George Calombaris is taking on a new challenge, two to be precise – this time in New South Wales.

The Greek Cypriot Masterchef judge has decided to venture into the Sydney market following the success of his now 14 Melbourne establishments under the Press Club, Hellenic Republic, Gazi and Jimmy Grants brand names.

With two Jimmy Grants souvlaki joints already in Westfield and Newtown, Calombaris has his eye set on Bondi Junction where he chose to launch a hybrid eatery, combining the souva with frozen yoghurt.

The celebrity chef’s mother company Made Establishment Group, acquired the popular frozen yoghurt chain Yo-Chi last February; joining the two businesses has been on Calombaris’ mind since the acquisition.

“It probably is and will be our biggest challenge,” he told Broadsheet, however he believes that the souvlaki and frozen yoghurt partnership is a natural step for the business in Bondi Junction given that both staples are super popular and Greeks happen to be the main consumers, especially when it comes to Greek yoghurt.

“They’re different cities. People go on about that whole Sydney/Melbourne rubbish – I don’t buy into it. I buy into the fact they’re both wonderful and they’ve both got their own beauties.
“It’s a different market up here; they know what a kebab is up here, 100 per cent, but they don’t know what a souva is. That’s what we’ve learned quickly.”
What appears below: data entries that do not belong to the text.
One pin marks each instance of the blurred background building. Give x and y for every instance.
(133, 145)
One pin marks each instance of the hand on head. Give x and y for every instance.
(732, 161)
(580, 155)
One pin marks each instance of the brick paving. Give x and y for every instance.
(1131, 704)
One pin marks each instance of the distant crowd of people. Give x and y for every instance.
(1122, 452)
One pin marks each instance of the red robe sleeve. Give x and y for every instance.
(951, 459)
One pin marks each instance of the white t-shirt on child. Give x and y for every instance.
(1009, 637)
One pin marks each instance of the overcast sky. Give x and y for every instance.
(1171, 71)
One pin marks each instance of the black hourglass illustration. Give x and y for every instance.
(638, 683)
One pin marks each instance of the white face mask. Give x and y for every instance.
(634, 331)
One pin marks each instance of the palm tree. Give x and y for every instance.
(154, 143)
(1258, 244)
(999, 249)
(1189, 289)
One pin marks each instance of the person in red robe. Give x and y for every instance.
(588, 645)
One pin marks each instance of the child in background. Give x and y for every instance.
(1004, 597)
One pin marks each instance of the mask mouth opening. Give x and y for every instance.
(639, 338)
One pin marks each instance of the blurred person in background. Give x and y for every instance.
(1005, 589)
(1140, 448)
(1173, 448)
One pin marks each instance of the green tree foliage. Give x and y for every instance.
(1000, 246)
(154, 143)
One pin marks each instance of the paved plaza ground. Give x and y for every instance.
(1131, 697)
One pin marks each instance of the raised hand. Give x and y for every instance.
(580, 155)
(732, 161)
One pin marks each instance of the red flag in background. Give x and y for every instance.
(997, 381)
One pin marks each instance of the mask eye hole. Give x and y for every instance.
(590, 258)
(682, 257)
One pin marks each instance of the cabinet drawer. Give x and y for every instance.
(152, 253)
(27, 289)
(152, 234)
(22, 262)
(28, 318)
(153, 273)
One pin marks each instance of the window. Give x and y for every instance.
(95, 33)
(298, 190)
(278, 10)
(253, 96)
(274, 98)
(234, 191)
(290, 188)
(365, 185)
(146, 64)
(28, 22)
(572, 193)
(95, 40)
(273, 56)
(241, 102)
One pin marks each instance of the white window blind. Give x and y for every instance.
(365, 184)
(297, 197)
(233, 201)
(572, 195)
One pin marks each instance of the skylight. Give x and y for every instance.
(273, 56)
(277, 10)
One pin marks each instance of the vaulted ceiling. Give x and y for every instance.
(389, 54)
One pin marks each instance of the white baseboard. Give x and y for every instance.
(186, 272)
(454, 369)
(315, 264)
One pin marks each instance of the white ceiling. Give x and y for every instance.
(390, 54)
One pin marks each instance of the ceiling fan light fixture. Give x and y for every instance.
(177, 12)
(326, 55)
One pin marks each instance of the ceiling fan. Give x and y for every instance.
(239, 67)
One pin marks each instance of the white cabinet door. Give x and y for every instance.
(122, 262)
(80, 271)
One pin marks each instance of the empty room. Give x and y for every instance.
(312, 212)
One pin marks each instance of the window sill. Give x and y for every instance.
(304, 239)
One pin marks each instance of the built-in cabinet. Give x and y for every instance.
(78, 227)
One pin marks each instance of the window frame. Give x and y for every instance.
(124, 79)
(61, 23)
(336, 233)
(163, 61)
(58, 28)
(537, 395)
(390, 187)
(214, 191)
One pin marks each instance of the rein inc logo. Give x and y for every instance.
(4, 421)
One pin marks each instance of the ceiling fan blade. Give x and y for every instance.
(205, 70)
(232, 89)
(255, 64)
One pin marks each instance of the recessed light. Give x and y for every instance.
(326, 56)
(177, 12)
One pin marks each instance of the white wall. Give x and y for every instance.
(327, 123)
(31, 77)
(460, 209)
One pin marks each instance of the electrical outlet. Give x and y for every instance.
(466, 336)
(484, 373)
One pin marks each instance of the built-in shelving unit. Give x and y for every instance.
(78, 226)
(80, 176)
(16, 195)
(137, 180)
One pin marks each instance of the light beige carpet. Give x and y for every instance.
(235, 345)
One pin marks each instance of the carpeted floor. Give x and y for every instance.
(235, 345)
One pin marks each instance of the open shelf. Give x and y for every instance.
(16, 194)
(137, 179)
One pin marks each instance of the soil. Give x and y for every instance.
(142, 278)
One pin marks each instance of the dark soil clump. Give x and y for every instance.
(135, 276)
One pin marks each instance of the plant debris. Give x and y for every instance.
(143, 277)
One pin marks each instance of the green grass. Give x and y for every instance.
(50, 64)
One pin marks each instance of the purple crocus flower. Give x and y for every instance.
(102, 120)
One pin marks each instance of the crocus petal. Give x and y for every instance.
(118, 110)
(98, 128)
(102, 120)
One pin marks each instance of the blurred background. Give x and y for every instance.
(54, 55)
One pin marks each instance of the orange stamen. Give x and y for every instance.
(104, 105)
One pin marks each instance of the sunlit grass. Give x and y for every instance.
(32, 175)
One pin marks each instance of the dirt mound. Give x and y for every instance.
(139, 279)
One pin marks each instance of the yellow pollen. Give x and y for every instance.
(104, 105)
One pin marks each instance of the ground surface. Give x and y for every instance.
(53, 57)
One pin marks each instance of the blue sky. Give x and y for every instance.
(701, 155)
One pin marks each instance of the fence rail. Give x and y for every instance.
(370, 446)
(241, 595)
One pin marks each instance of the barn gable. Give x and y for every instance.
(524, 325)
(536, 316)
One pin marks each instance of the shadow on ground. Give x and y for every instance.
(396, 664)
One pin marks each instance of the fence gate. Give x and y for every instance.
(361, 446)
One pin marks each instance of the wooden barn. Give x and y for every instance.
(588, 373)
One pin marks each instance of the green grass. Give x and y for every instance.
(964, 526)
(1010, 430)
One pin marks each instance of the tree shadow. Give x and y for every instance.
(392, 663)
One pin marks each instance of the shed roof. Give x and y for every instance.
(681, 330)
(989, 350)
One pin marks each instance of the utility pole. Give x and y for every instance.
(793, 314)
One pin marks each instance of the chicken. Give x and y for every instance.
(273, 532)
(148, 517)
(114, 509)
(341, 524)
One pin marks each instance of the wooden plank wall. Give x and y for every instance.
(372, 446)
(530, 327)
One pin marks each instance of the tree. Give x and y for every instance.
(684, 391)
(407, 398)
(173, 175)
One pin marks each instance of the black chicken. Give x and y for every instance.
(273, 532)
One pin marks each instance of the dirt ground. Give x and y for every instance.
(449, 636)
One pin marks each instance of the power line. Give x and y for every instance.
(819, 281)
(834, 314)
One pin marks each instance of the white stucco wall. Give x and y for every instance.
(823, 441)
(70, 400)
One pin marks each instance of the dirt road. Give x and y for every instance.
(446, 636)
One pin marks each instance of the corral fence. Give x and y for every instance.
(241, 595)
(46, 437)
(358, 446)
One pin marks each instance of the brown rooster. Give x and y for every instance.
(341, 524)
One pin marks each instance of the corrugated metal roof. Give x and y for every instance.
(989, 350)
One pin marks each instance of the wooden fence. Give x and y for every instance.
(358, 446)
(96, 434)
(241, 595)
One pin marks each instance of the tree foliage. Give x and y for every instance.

Acquiring Yo-Chi and taking both the Jimmy Grants and Yo-Chi brand names into Sydney comes after a hard financial year for Calombaris, a year that also saw the famous chef’s company receive waves of negative publicity. After back-paying 160 Made Establishment employees a good $2.6 million in under-paid wages last year, he was faced with an assault conviction following a footie match.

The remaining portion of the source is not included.